In Benny Denes´ Heimatstadt Berlin, deren Zentren von internationalen Riesenkonzernen mit Prachtbauten zugepflastert wurden, die irgendwie auch kulturell wertvoll sein sollen, folgen selbst Rentner dem neuen Kulturbegriff. Und wenn sie´s nur mit verbilligten Bildbänden tun...

Kultur wird in Berlin seit jeher institutionalisiert. Der sogenannte Potsdamer Platz, also die neuen Bauten von Daimler, Sony und der Bahn an einer Kreuzung, die gar nicht der Potsdamer Platz ist, hat ein Kulturpräservativ der Marke "Kinostadt" über seine sterile Anonymität gezogen bekommen, und Berlin-Besucher aller Sozialgruppen gehen in mindestens eine der Kulturinszenierungen à la "Glöckner...", "The Story of Berlin" oder "Mary". Wie schön, daß da auch die Berliner selbst den Weg zur Kultur gefunden haben.

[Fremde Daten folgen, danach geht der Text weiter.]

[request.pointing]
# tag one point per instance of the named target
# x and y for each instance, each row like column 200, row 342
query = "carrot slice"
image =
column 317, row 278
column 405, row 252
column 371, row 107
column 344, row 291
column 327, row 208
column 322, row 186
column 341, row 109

Daß ich an einer Einkaufsstraße wohne, hat - wie man sich vorstellen kann - viele Vor- und Nachteile. So trinke ich meinen Latte macchiato beinahe jeden Nachmittag in einer Bar, von der man einen wunderbaren Ausblick auf die Läden dieser Straße hat. Unmittelbar neben der Bar befindet sich ein Buchladen einer größeren Kette. Vor einigen Tagen gab mir mein Beobachterplatz die Gelegenheit, ein interkulturelles Treffen in und vor dem Buchladen zu verfolgen. Zwei bebrillte Rentner standen davor und wühlten im Kasten mit den großen, verbilligten Bildbänden, bei denen man sich stets fragt, wer die Dinger eigentlich zum Originalpreis kauft. Plakative Titel wie "Katzen" oder "Bauernschränke" im Breitwandformat erscheinen angesichts der klischeehaften Fotos darin auch dann nicht sinnvoll, wenn auf dem Cover als dritte Instanz ein grellroter Aufkleber prangt, auf dem "Jetzt nur noch 12 DM" steht.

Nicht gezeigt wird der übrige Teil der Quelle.